Family of Bonanno informants rewarded for dismantling the crime family
Richard Cantarella, a former member of the Bonanno family’s ruling panel, was a key witness against jailed boss Joseph Massino.
It was a real-life version of the "The Family" film — minus Robert De Niro — complete with a brood of Bonanno rats worthy of central casting.
Former capo Richard "Shellack Head" Cantarella swaggered into the courtroom Tuesday, followed by his dolled-up wife, Lauretta Castelli, and their ex-soldier son, Paul Cantarella, to be rewarded for helping the feds dismantle the crime family.
“This is an unusual sentencing proceeding,” Brooklyn Federal Judge Nicholas Garaufis noted before letting the three off with no jail time for their past misdeeds.
Cantarella went first, his salt-and-pepper hair coiffed to perfection as he wore brown-tinted glasses.
"Take your hands out of your pocket," the judge said.
The Cantarellas entered the Witness Protection Program in 2002 and hid out in Arizona for a time — not in France like the fictional family of snitches in the De Niro film.
Paul Cantarella smiled as he told the judge, ‘I made some bad decisions, and I’d like to put it behind me.’
“The best thing I did was get my son out of this life,” Cantarella told the judge. “And the possibility of my male grandchildren getting into this life.
"It's a very treacherous and cunning life, and who knows how they would have turned out.”
Cantarella became a multimillionaire parking lot mogul while rising in the ranks of the Bonanno family and had three gangland murders on his resume.
Castelli, 66, looked decades younger than in her mug shot, wearing a fuchsia blouse, black tights and shoes with 6-inch cork heels that revealed a tattoo on her left foot.
“My husband did all the talking for us,” she told the judge. “I'd like to thank you for giving my family a second chance.”
Evidence photo from the wake of Gaspare Amato in July of 1997 of Richard Cantarella.

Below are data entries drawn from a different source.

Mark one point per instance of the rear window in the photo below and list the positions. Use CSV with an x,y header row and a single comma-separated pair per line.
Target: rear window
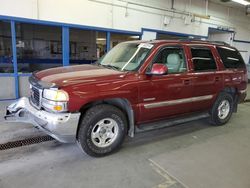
x,y
231,58
203,59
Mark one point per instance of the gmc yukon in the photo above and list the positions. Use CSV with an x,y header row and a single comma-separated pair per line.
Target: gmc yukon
x,y
139,85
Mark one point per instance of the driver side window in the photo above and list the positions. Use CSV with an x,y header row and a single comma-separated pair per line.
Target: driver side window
x,y
173,58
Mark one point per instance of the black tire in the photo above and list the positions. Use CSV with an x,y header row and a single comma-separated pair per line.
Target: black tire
x,y
90,121
217,119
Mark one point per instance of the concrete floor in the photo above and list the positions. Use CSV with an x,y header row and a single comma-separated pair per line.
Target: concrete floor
x,y
194,155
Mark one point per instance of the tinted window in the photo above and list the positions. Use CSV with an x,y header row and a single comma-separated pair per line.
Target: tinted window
x,y
231,58
203,59
173,58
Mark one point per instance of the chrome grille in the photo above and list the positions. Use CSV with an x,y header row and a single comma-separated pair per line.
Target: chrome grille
x,y
36,96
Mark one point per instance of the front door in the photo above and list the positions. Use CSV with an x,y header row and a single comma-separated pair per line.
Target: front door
x,y
207,79
163,96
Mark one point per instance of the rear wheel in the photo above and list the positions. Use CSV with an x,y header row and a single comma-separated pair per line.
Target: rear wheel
x,y
102,130
222,109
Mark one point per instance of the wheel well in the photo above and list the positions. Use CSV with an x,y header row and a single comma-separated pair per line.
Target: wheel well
x,y
233,91
230,90
123,104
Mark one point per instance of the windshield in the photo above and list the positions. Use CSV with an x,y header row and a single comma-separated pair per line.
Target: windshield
x,y
126,56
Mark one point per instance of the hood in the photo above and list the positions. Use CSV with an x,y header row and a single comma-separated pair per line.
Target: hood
x,y
78,74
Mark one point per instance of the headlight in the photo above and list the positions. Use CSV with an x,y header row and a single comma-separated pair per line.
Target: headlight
x,y
55,100
55,95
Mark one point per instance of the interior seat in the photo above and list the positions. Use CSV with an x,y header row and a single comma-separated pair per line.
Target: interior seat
x,y
173,63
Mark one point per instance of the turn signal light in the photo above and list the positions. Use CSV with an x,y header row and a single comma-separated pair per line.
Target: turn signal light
x,y
58,108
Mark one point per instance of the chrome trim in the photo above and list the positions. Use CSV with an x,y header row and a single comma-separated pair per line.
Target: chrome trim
x,y
61,126
48,105
243,91
178,101
40,97
149,99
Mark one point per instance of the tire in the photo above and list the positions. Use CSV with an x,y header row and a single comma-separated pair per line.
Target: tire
x,y
222,109
102,130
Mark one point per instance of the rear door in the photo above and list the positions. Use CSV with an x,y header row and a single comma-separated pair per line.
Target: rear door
x,y
207,78
163,96
235,68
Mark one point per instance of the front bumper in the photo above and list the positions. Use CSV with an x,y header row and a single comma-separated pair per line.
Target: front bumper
x,y
61,126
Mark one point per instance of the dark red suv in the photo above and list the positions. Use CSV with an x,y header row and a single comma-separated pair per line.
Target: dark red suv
x,y
132,86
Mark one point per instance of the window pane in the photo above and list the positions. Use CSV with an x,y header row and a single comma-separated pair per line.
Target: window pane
x,y
6,63
173,58
203,59
231,58
116,38
38,47
86,46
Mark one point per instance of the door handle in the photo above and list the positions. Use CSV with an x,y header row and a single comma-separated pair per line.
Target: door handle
x,y
217,79
186,82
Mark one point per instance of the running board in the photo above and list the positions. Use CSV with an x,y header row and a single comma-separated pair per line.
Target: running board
x,y
169,122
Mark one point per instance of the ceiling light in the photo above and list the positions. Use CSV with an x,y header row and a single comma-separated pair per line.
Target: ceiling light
x,y
243,2
101,39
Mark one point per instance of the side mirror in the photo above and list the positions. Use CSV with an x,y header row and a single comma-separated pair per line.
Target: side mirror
x,y
158,69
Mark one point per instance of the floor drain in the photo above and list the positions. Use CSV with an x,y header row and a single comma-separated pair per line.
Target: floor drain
x,y
24,142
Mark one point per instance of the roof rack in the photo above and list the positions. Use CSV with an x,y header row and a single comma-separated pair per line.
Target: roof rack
x,y
208,41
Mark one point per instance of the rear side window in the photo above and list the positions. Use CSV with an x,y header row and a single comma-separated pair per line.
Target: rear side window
x,y
203,59
231,58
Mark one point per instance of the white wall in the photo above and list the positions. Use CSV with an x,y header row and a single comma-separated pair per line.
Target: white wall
x,y
119,14
114,14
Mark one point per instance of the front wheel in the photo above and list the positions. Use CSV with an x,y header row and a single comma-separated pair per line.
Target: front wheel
x,y
222,109
102,130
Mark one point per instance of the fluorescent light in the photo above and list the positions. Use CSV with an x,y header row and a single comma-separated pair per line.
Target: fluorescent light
x,y
101,39
243,2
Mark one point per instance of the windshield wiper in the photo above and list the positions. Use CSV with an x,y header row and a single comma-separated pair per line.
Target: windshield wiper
x,y
111,67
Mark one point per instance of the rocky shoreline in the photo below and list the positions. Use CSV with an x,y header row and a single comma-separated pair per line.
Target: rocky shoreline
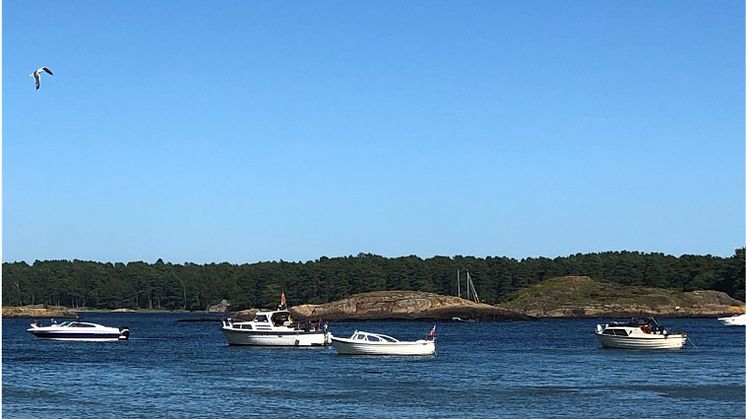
x,y
565,297
583,297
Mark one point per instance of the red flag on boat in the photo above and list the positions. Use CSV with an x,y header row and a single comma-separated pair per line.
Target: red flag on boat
x,y
431,334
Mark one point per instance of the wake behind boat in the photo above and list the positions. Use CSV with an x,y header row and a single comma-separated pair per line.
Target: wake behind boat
x,y
79,331
644,333
739,320
367,343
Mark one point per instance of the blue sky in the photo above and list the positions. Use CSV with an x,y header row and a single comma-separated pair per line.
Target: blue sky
x,y
240,131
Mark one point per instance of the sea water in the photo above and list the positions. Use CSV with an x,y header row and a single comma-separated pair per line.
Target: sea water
x,y
543,368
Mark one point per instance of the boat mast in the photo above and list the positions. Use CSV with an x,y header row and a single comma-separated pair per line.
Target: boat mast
x,y
468,288
458,279
470,285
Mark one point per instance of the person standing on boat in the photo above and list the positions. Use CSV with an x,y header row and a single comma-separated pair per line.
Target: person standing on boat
x,y
283,302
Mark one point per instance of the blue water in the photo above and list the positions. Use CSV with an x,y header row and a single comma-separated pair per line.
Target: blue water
x,y
549,368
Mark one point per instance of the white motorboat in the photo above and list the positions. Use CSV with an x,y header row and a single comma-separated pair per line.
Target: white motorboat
x,y
367,343
274,328
644,333
739,320
79,331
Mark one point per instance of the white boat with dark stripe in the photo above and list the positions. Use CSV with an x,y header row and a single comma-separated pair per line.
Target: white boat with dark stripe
x,y
367,343
274,328
79,331
643,333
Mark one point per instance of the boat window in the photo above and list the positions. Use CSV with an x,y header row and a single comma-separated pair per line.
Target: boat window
x,y
280,319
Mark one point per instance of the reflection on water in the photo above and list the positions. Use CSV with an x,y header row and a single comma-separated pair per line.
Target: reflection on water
x,y
486,369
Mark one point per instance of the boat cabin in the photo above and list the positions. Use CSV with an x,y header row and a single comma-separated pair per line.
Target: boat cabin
x,y
371,337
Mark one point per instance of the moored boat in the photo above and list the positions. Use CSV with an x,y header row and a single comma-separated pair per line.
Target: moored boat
x,y
643,333
367,343
739,320
79,331
274,328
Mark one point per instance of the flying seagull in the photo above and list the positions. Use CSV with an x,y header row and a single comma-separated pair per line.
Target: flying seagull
x,y
37,75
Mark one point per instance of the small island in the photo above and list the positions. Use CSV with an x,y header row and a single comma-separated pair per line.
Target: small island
x,y
582,296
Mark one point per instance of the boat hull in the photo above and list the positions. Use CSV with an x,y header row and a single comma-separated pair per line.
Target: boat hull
x,y
111,335
275,338
349,347
671,341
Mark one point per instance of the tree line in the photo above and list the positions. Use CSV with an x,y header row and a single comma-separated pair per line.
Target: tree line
x,y
190,286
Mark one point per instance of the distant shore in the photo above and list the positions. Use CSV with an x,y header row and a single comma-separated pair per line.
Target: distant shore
x,y
563,297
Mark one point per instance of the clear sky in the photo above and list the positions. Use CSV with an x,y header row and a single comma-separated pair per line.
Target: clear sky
x,y
241,131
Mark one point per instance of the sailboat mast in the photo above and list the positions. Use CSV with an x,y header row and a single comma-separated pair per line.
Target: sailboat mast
x,y
468,288
458,279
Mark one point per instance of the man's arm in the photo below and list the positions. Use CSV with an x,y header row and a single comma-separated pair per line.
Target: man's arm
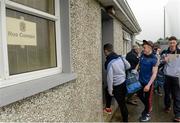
x,y
153,77
110,80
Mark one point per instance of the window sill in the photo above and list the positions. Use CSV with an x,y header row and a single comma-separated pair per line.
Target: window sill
x,y
16,92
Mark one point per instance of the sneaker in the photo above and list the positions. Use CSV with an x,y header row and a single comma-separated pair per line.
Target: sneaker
x,y
177,119
167,110
145,118
107,110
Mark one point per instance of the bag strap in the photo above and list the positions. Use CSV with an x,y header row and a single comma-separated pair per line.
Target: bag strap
x,y
126,72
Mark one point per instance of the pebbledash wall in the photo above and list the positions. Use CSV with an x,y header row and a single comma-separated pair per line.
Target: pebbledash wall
x,y
80,99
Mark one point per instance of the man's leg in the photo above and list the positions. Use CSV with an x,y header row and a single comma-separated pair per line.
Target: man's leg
x,y
108,98
176,96
119,94
167,93
148,105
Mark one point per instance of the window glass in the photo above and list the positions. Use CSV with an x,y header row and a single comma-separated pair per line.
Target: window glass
x,y
31,42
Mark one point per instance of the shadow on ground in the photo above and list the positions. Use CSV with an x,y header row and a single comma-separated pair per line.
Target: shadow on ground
x,y
158,114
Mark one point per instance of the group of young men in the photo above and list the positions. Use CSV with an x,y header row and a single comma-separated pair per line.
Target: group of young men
x,y
148,63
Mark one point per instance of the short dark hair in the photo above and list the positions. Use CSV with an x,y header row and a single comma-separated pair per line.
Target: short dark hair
x,y
108,47
172,38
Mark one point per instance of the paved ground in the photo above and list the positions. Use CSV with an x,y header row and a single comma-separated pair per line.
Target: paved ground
x,y
158,115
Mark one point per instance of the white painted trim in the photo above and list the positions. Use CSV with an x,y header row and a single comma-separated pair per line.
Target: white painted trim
x,y
58,34
4,42
29,10
20,78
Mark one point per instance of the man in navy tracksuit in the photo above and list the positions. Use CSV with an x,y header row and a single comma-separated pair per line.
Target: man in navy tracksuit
x,y
147,74
116,66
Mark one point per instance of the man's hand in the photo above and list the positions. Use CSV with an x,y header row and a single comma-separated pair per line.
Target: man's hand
x,y
111,92
146,88
166,59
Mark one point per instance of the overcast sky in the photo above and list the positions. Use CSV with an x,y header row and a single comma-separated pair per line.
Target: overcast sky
x,y
149,14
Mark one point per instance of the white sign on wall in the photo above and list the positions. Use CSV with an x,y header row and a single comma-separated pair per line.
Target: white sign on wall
x,y
21,32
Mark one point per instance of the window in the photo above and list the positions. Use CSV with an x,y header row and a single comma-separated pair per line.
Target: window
x,y
29,38
26,56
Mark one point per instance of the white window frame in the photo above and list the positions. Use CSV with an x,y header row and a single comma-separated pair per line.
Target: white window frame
x,y
5,78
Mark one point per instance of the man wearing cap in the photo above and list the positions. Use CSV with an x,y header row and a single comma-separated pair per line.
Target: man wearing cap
x,y
172,75
147,75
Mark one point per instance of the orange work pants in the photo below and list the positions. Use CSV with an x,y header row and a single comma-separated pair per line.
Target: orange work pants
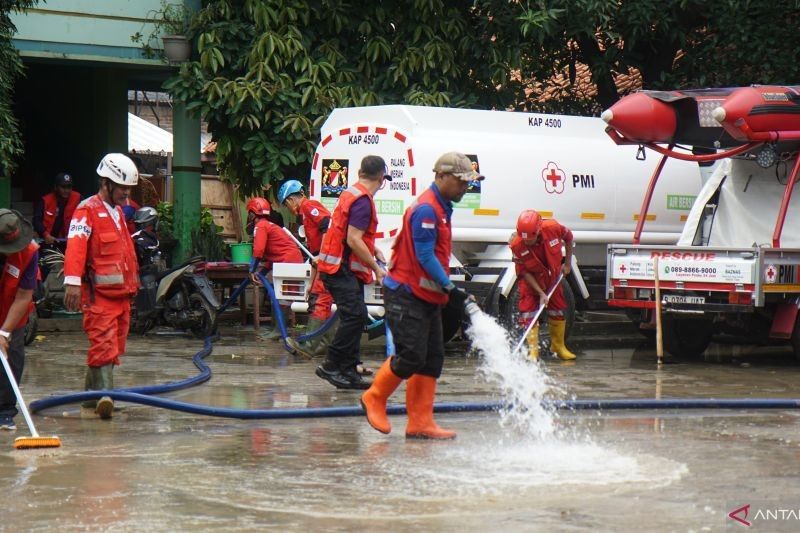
x,y
106,321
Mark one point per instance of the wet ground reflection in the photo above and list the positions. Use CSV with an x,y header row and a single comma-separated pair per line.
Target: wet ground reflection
x,y
159,470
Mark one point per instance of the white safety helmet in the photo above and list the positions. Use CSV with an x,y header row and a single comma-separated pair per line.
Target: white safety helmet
x,y
119,168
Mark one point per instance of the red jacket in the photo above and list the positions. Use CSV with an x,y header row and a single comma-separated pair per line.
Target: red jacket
x,y
16,264
334,243
314,214
50,208
406,269
543,259
99,252
272,245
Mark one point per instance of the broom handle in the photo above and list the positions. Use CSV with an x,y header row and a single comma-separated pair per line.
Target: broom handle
x,y
538,312
18,394
289,233
659,327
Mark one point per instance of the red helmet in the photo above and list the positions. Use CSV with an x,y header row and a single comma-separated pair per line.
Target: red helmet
x,y
528,224
258,206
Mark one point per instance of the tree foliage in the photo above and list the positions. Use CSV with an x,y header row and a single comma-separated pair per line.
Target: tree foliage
x,y
269,71
11,147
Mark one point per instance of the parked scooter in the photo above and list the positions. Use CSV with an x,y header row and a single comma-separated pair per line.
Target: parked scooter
x,y
181,297
49,293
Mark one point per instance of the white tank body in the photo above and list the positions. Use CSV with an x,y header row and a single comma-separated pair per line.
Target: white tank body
x,y
565,167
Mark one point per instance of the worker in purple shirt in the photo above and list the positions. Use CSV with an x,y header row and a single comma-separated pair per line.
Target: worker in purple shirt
x,y
346,262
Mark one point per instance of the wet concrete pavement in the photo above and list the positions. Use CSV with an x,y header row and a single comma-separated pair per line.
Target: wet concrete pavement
x,y
152,469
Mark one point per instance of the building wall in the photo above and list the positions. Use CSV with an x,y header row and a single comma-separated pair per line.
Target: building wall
x,y
88,30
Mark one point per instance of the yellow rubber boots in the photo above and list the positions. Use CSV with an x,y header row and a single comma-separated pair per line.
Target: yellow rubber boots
x,y
373,401
533,343
558,329
420,391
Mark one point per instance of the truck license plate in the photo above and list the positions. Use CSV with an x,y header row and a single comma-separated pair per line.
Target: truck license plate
x,y
675,299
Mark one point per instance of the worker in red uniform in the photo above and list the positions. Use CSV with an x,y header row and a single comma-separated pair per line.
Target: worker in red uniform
x,y
18,263
536,252
52,215
316,221
416,288
346,263
270,245
101,273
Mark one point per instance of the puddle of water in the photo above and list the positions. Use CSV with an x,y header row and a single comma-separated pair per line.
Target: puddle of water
x,y
541,450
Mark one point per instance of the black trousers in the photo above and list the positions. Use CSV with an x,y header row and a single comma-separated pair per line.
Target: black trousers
x,y
416,327
348,294
16,359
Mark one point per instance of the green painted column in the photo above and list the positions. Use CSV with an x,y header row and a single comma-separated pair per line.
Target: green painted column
x,y
5,192
186,179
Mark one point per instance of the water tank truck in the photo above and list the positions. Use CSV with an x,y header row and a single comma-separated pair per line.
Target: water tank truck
x,y
562,166
734,270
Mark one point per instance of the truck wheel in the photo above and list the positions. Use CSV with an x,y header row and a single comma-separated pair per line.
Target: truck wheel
x,y
638,317
687,338
796,339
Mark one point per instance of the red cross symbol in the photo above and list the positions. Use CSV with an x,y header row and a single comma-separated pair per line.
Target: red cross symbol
x,y
553,178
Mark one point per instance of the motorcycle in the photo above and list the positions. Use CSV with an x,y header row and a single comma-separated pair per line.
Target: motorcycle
x,y
48,296
181,297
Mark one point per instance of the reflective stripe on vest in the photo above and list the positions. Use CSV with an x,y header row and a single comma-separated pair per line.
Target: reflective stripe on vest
x,y
358,267
427,283
334,241
332,259
108,279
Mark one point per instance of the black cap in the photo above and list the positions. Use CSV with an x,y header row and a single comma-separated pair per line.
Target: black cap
x,y
63,179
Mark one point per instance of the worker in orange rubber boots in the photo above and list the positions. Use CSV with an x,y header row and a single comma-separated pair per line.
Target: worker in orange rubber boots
x,y
316,221
101,274
538,258
270,245
415,290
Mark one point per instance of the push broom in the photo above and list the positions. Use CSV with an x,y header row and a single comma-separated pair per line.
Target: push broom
x,y
34,441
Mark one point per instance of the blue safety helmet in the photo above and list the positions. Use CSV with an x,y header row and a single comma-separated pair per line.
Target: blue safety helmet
x,y
287,189
128,211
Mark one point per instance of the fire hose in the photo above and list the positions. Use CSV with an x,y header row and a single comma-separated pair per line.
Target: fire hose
x,y
146,395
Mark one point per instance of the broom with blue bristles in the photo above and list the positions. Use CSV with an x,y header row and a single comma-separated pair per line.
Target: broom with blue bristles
x,y
34,441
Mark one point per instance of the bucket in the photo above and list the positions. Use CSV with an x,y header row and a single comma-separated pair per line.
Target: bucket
x,y
241,252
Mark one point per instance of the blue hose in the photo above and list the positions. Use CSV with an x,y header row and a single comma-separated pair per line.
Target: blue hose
x,y
144,395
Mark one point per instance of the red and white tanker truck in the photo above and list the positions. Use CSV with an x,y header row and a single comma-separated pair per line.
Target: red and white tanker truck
x,y
562,166
734,270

It was shown to the jury at the racketeering trial of Bonanno crime boss Vincent "Vinny Gorgeous" Basciano.
When he was arrested, Cantarella was a member of the crime family’s ruling panel, a position that made him a powerful witness against jailed boss Joseph Massino, who later flipped, too.
But Castelli was the “linchpin” in sealing the deal with her husband and son’s cooperation with the government, according to prosecutor Amy Busa.
Richard Cantarella had served five years behind bars before he was granted bail and faced life in prison; the son faced 20 years for racketeering and the wife up to one year for a misdemeanor relating to money laundering.
The modern mob family had clearly hit the trifecta.
“I made some bad decisions, and I’d like to put it behind me,” Paul Cantarella, 42, said, smiling.
While the judge and defense lawyers noted the Cantarellas made mob history by helping dismantle the Bonannos, the only spectators in the courtroom were FBI agents and two tourists from England who had wandered into the courthouse while sightseeing in Brooklyn Heights.